Presentation: Sarah
Summary: Sally
This study investigated cross-language and cross-dialect differences in vowel perception. Three groups of listeners were recruited, American English listeners, Australian English listeners, and Dutch listeners. These participants were asked to identify English vowels in CV and VC syllables produced by a phonetically trained American English speaker. The stimuli were embedded in babbles of three SNRs (0 dB, 8 dB, 16 dB) based on a pretest yielding easy, intermediate, and difficult phoneme perception, respectively. Results showed that in terms of accuracy, no significant difference was observed between Australian and American listeners, but Dutch listeners performed worse than Australian listeners. This finding was supported in the percentage of transmitted information examined via vowel height, backness, and tenseness: Australian listeners were significantly better than Dutch listeners in identifying all three vowel features. Confusion matrices were also plotted to show whether different levels of perceptual difficulties are attributed to cross-language/ cross-dialectal inventory differences.
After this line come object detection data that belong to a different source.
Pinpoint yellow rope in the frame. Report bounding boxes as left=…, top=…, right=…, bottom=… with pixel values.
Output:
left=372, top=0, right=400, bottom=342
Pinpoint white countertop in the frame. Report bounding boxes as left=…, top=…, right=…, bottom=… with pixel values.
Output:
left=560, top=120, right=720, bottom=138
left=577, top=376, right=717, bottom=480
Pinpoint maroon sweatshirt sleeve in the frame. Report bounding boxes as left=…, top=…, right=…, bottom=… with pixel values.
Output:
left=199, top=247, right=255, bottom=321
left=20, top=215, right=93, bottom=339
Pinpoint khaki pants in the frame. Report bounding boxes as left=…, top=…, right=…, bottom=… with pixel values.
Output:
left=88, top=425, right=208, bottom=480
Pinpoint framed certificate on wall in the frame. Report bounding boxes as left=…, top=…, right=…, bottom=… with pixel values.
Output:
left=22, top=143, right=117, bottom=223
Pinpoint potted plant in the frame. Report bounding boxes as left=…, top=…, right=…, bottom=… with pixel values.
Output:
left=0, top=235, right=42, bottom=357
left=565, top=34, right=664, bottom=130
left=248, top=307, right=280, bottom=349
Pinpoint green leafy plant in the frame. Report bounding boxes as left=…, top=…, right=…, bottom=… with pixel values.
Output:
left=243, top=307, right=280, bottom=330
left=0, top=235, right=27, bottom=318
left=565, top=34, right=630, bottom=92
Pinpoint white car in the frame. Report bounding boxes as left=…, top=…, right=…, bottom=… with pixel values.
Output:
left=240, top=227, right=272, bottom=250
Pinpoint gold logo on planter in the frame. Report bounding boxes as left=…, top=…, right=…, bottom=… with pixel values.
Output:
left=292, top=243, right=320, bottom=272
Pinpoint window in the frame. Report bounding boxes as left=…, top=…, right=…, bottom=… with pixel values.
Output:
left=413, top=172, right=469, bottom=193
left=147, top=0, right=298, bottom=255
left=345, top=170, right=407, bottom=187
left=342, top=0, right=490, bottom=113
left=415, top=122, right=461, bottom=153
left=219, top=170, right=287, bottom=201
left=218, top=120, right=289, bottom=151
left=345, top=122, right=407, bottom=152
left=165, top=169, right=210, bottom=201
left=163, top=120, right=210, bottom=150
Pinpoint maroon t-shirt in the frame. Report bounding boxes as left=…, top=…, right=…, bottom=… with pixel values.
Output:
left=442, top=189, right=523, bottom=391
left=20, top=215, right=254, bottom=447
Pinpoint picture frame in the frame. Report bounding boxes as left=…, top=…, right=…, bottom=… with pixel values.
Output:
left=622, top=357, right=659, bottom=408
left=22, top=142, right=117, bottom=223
In general, the Australian listeners’ judgments were more variable than those of the American listeners, and this is ascribed to the mismatches of phonetic boundaries between dialects of the same language. Interference across languages is far greater, as Dutch listeners showed more confusion during the task. Different repertoires of phonemic categories between English and their native language are presumed to be the reason of this more serious perceptual difficulty.